This is not the entire story. In Miles' theory, the profile of the wind over the waves was logarithmic and $laminar$ as one approached the surface of the water. In reality, it has been shown in the laboratory that flow separation occurs over steep and breaking waves. This effectively attenuates the effects of the wind on the waves. It is now thought that capillarity plays a large part in this process, but the details are still open.

Next, we consider the form of deep-water surface gravity waves, which is the relevant scenario in the context of wave generation. This is a vast subject, so I'll just sketch some of the basics.

We begin by assuming the flow is irrotational, which means that there exists a velocity potential $\phi$, where $\nabla \phi = \textbf{u}$, with $\textbf{u}$ the fluid velocity, such that $\nabla^2\phi =0$ everywhere in the water. The conditions at the free surface $z=\eta$ are \begin{equation} i)\ \ \eta_t+\nabla \phi \cdot \nabla \eta= \phi_z, \end{equation} i.e. the kinematic boundary condition, and \begin{equation} ii)\ \ \phi_t+\frac{1}{2}(\nabla \phi)^2 +gz = 0, \end{equation}

which is the dynamic boundary condition, ensuring continuity of pressure across the interface.

Finally, we have the condition that there is no flow at the bottom, i.e. \begin{equation} iii)\ \ \phi_z \to 0 \quad \text{as} \quad z\to -\infty \end{equation} Now, although the governing equation is linear (it's Laplace's equation), the boundary conditions are nonlinear and are evaluated at one of the variables that we are solving for, namely $\eta$.

The waves I think you're referring to, with `peakier' peaks and flatter troughs are Stokes waves (Stokes 1847). They are solutions to the above equations when we restrict solutions to permanent progressive waves. Without grinding through the details, to second order in wave steepness, measured by $ak$ for wave amplitude $a$ and wavenumber $k$, the surface displacement becomes

$\eta(x,t) = a\cos (kx-\omega t) +\frac{1}{2} a^2 k\ \cos 2(kx -\omega t)$ where

$\omega = \sqrt{gk}(1+1/2(ak)^2)$, is the dispersion relation, and we notice that there is a Stokes correction, proportional to $(ak)^2$. These are known as finite amplitude waves, since the linear solutions are valid for infinitesimal amplitudes only.

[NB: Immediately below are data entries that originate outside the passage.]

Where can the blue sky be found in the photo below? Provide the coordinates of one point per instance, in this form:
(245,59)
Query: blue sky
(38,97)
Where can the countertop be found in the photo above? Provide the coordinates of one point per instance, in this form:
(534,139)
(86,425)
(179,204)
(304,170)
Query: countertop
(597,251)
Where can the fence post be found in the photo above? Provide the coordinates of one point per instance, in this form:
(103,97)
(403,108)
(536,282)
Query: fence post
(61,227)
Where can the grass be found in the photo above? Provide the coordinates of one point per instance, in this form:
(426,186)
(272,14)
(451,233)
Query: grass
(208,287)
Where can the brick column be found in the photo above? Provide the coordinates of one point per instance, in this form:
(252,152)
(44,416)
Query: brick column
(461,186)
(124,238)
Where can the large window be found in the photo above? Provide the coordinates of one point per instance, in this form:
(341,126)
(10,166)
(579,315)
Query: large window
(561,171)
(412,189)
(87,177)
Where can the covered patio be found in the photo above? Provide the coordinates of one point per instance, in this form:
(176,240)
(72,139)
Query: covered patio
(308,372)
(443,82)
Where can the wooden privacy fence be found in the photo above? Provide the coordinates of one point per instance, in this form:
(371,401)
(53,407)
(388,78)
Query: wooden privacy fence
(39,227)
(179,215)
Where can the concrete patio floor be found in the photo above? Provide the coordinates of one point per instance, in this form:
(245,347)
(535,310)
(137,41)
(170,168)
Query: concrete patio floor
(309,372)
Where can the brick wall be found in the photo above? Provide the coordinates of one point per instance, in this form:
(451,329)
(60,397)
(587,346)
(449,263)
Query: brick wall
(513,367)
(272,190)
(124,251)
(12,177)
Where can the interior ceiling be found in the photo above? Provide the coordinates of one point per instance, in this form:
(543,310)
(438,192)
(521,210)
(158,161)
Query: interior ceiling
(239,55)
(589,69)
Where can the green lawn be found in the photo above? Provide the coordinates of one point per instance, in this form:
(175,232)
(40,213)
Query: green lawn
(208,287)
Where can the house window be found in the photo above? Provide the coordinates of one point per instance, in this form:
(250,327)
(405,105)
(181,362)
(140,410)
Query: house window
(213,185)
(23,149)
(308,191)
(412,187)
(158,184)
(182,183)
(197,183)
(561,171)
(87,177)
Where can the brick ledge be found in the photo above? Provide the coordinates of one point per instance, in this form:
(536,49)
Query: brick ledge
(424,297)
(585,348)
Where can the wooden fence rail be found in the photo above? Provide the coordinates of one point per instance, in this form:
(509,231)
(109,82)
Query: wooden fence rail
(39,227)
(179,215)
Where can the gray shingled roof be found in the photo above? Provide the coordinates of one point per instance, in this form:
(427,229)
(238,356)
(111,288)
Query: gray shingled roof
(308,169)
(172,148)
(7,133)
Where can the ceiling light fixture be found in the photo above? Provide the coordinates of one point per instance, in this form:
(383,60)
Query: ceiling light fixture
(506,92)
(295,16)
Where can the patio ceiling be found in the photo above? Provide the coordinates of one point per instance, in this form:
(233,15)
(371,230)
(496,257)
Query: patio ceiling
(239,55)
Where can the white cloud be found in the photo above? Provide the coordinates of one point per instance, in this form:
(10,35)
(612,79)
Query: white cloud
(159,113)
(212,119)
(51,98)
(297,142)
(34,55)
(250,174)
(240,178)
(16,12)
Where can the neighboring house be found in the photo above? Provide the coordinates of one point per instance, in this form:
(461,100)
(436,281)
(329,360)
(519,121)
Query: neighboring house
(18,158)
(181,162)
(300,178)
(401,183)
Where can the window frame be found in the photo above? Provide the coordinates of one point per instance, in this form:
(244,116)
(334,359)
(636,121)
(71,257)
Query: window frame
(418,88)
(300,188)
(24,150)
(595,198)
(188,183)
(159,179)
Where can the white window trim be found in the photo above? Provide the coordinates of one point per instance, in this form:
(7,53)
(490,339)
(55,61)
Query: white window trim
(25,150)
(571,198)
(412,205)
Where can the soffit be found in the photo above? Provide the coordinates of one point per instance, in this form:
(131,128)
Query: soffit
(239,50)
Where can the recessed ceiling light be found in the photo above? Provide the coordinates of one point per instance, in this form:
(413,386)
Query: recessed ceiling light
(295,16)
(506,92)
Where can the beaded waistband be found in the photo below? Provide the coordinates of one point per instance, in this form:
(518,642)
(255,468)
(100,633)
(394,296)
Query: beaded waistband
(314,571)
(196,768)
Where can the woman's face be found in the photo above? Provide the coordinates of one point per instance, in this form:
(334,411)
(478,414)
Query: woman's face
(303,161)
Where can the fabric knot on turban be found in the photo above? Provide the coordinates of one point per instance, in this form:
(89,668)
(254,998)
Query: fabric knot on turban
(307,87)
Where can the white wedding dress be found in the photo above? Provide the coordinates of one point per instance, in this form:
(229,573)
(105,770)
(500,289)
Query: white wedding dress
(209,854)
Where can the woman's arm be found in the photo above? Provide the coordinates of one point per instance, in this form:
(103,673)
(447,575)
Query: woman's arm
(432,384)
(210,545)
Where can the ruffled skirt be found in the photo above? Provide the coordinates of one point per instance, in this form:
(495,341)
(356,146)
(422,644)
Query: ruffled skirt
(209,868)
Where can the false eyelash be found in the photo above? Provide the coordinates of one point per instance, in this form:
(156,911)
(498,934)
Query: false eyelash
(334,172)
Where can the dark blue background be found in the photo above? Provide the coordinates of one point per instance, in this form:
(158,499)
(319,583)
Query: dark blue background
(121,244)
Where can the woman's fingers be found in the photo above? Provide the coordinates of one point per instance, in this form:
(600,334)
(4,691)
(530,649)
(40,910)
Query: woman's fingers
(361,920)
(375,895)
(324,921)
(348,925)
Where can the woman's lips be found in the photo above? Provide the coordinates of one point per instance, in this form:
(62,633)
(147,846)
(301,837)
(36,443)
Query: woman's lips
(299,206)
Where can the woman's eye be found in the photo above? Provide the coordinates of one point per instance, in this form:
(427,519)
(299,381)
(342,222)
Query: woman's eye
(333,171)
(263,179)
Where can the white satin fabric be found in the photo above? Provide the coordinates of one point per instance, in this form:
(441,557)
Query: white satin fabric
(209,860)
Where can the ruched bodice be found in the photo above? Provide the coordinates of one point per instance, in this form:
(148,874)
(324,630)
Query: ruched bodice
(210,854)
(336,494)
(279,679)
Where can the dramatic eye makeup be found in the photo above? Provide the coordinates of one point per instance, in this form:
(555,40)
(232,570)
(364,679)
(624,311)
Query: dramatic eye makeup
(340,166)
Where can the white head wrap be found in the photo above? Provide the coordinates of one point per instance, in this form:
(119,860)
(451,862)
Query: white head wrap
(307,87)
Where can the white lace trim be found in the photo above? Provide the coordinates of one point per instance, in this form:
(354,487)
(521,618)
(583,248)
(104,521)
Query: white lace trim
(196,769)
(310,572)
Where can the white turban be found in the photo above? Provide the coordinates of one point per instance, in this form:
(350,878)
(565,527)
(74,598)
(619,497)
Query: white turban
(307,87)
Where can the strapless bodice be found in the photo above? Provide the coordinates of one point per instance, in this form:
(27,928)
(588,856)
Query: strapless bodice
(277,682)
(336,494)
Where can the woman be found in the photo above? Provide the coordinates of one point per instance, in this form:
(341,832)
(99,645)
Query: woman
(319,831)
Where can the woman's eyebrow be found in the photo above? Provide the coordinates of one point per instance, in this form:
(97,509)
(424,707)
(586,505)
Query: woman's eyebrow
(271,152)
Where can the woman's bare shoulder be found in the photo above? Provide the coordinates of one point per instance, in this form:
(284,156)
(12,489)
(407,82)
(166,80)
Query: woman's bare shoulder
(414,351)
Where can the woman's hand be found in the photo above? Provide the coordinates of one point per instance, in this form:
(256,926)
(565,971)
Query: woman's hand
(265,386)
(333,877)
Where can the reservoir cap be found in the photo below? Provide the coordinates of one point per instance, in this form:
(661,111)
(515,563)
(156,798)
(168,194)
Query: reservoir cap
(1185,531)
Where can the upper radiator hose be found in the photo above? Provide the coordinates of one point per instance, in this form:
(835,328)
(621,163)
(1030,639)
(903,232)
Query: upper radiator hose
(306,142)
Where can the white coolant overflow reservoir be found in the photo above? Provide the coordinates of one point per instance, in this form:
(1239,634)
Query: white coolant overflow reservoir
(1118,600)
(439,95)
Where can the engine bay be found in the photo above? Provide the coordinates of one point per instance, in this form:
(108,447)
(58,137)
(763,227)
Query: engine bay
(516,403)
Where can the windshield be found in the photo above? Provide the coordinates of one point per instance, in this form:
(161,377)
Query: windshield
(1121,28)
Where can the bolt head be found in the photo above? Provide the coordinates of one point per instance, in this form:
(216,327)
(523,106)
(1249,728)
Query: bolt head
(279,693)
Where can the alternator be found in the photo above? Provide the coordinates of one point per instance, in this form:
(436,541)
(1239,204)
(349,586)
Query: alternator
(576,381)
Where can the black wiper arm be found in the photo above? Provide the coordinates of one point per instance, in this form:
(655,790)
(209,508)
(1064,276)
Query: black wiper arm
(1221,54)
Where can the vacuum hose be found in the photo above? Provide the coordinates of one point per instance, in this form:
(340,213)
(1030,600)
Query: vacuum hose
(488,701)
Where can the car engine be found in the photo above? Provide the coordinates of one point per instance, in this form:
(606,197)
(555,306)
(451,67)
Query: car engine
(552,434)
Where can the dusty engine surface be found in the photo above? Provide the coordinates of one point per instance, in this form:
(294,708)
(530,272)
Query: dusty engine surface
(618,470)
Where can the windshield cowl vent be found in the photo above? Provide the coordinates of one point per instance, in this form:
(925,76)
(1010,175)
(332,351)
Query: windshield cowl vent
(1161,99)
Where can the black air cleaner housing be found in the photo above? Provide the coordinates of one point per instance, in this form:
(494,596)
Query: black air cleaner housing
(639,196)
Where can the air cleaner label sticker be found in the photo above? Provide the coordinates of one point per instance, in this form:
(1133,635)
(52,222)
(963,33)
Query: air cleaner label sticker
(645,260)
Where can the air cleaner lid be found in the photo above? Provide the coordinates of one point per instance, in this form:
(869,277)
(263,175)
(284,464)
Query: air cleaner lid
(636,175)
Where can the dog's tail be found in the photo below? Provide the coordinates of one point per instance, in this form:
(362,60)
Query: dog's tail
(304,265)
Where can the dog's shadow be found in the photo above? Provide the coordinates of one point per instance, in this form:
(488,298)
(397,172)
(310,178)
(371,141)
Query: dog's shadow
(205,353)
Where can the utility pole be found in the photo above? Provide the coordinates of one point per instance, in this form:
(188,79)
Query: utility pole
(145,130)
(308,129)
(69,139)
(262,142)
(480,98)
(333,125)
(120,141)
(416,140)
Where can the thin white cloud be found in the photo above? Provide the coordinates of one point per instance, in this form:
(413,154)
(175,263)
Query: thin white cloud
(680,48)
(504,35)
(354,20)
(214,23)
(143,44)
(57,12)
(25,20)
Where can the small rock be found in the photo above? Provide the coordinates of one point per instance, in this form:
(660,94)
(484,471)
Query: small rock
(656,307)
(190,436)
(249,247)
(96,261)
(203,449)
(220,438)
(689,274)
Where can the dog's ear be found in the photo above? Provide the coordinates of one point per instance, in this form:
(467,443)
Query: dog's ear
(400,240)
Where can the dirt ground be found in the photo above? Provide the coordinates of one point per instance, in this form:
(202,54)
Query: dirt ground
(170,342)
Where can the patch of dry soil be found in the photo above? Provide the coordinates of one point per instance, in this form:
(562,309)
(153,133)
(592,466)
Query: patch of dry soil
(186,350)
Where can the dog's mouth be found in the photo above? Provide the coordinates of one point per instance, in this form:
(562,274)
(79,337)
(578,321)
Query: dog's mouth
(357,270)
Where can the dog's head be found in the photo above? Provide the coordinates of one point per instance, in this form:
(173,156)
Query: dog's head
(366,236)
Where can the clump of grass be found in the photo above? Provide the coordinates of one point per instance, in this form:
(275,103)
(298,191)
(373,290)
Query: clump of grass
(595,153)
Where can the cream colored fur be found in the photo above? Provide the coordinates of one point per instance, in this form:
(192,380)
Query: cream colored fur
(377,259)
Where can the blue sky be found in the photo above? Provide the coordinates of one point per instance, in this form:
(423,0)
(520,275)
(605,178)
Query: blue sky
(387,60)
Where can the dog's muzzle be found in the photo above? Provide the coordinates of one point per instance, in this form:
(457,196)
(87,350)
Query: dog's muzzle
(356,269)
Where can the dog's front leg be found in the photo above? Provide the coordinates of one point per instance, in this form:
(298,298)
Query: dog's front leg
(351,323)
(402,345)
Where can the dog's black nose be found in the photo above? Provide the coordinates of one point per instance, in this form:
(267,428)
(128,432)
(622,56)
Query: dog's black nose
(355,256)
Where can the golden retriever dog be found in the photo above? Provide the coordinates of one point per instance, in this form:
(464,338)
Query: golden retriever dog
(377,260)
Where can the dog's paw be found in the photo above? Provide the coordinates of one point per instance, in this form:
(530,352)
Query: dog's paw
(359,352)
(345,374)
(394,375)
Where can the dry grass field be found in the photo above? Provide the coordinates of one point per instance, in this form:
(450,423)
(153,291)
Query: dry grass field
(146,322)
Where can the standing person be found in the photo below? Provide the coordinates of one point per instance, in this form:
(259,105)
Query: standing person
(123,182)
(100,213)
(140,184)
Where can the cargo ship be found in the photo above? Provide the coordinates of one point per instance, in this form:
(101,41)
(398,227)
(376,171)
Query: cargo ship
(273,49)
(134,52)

Now, Stokes theory reigned supreme until the 1960s, when people started to see signs that these waves were not the entire story. People had been trying to generate monochromatic wave trains in the lab, but they were find that far from the paddle, the wave form did not have the permanent progressive form predicted by Stokes' theory. Lighthill (1965) showed that the governing equations for the amplitude of deep-water waves, valid to second order, was an elliptic equation, and hence potentially unstable to perturbations. This was made rigourous by Benjamin and Feir in (1967), who showed second order stokes waves were unstable to subharmonic perturbations. At the same time, Zakharov (1967) showed this result in the context of a Hamiltonian formulation.

The growth of this instability is described by the nonlinear schrodinger equation, which captures the four wave resonance that is operative in weakly nonlinear narrow banded surface gravity waves.

But this is also not the entire story, as the growth of the Benjamin-Feir instability can eventually lead to breaking, which is clearly not described by potential flow theory. So we don't really have equations that are valid for very long times when the initial conditions are steep enough to be subject to these instabilities.

This is clearly just a (rambling) taste of a very rich subject. Feel free to ask any details that you might find interesting.